02.07.2024 06:32:29 - dpa-AFX: VERMISCHTES: Mama geht Tanzen - und Papa?

NÜRNBERG/WUPPERTAL (dpa-AFX) - Dicht gedrängt tanzen Feiernde in einem
Nachtclub in Nürnberg. Auf ein Zeichen des DJs recken sie die Hände in die Höhe
und singen laut mit. Soweit nicht ungewöhnlich. Ungewöhnlich ist dagegen die
Uhrzeit: Es ist gerade einmal 20.30 Uhr, und die Party ist bereits ausverkauft.
Ungewöhnlich ist auch, dass nur Frauen da sind - viele davon Mütter mit kleinen
Kindern, aber nicht nur.

"Mama geht Tanzen" heißt die in Nordrhein-Westfalen entstandene Partyreihe,
die in vielen Städten in Deutschland, Österreich und der Schweiz Frauen am
frühen Abend für drei Stunden zum Tanzen bringt. Ende ist in der Regel um 23
Uhr, sodass alle noch vor Mitternacht im Bett liegen können und sich am nächsten
Tag nicht übernächtigt durch das Familienprogramm schleppen müssen.

"Mama-Auszeit" statt Windeln wechseln

"Die Uhrzeit finde ich unschlagbar", sagt Steffi, die mit drei Freundinnen
auf der Party in Nürnberg feiert. Die 46-Jährige hat zwei Kinder und ist bereits
das zweite Mal bei "Mama geht Tanzen". "Das ist für mich eine Mama-Auszeit."
Ähnlich sieht es Judith, die zwei Kinder im Alter von 10 und 13 Jahren hat. "Auf
mich wartet morgen noch Mathe und Englisch lernen." Dass keine Männer auf der
Party sind, gefällt ihr besonders. "Ich kann herumlaufen, wie ich möchte - ohne
Freiwild zu sein", sagt Judith mit Blick auf ihr bauchfreies Outfit.

Die Idee zu "Mama geht Tanzen" hatten Anna Schumacher und Andrea Rücker aus
Wuppertal. Beide sind Mütter von kleinen Kindern, die mal wieder feiern gehen
wollten, denen die Discos und Nachtclubs aber zu spät öffneten. "Es hat mich
immer geärgert, dass meine Kinder gerade dann gut schlafen, wenn ich noch zu
Hause sitze und darauf warte, dass etwas aufmacht", erinnert sich Schumacher.
Also organisierten die beiden Freundinnen ihre eigene Party in Wuppertal.

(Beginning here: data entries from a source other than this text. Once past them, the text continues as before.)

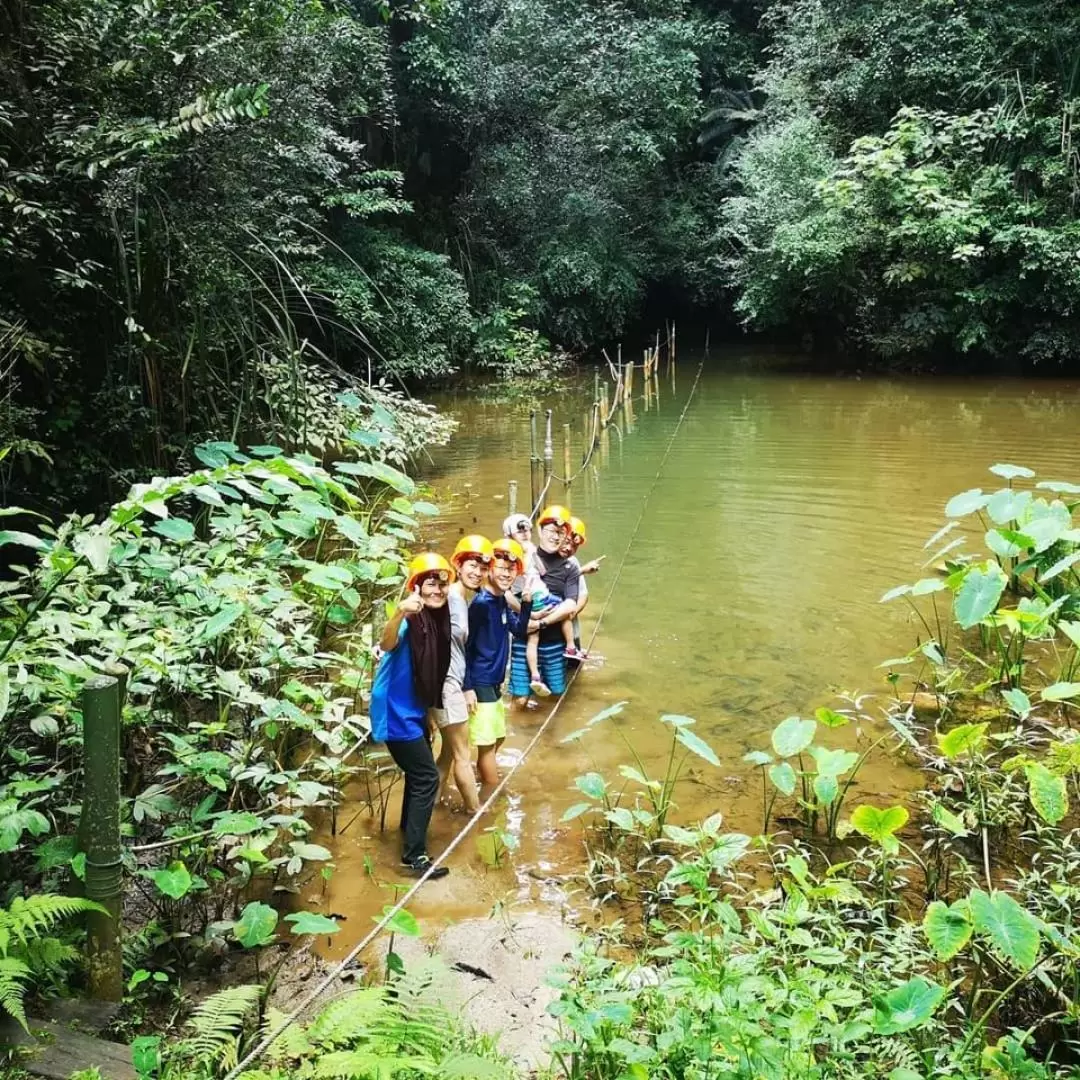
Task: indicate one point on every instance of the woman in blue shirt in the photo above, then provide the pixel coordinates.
(409, 682)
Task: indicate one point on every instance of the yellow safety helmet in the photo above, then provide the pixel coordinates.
(474, 547)
(511, 551)
(554, 513)
(429, 562)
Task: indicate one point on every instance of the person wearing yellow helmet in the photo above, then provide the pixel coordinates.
(471, 558)
(538, 665)
(490, 623)
(408, 685)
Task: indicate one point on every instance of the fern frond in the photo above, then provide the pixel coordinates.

Eine Idee wird zur Bewegung

"Es war nie gedacht, dass es eine Reihe wird oder irgendwie groß", sagt die
28 Jahre alte Schumacher. Doch die Resonanz sei so gut gewesen, dass sie bald
die nächste Party veranstaltet hätten und schließlich über ein Franchise-System
weitere Städte dazu gekommen seien. "Mama geht Tanzen" gibt es Schumacher
zufolge inzwischen in 110 Städten im deutschsprachigen Raum, organisiert von
etwa 30 Frauen.

Früh mit dem Feiern anfangen, damit man früh im Bett liegen kann - das
Konzept kennt man vor allem von Afterwork-Partys. Doch diese finden nur unter
der Woche statt und starten in der Regel am späten Nachmittag oder frühen Abend
- dann, wenn in vielen Familien mit Hausaufgaben, Sport, Musikunterricht,
Abendessen und Ins-Bett-Bringen gerade viel los ist.

Neues Ausgehverhalten

Aber selbst am Wochenende wollen viele Menschen nicht erst nach Mitternacht
in die Disco gehen, um dann bis zum Morgen zu tanzen. Das haben auch viele
Nachtclubs erkannt. "Es gibt ganz viele Sachen, die tagsüber stattfinden", sagt
Lutz Leichsenring von der Clubcommission, dem Netzwerk der Berliner Clubkultur.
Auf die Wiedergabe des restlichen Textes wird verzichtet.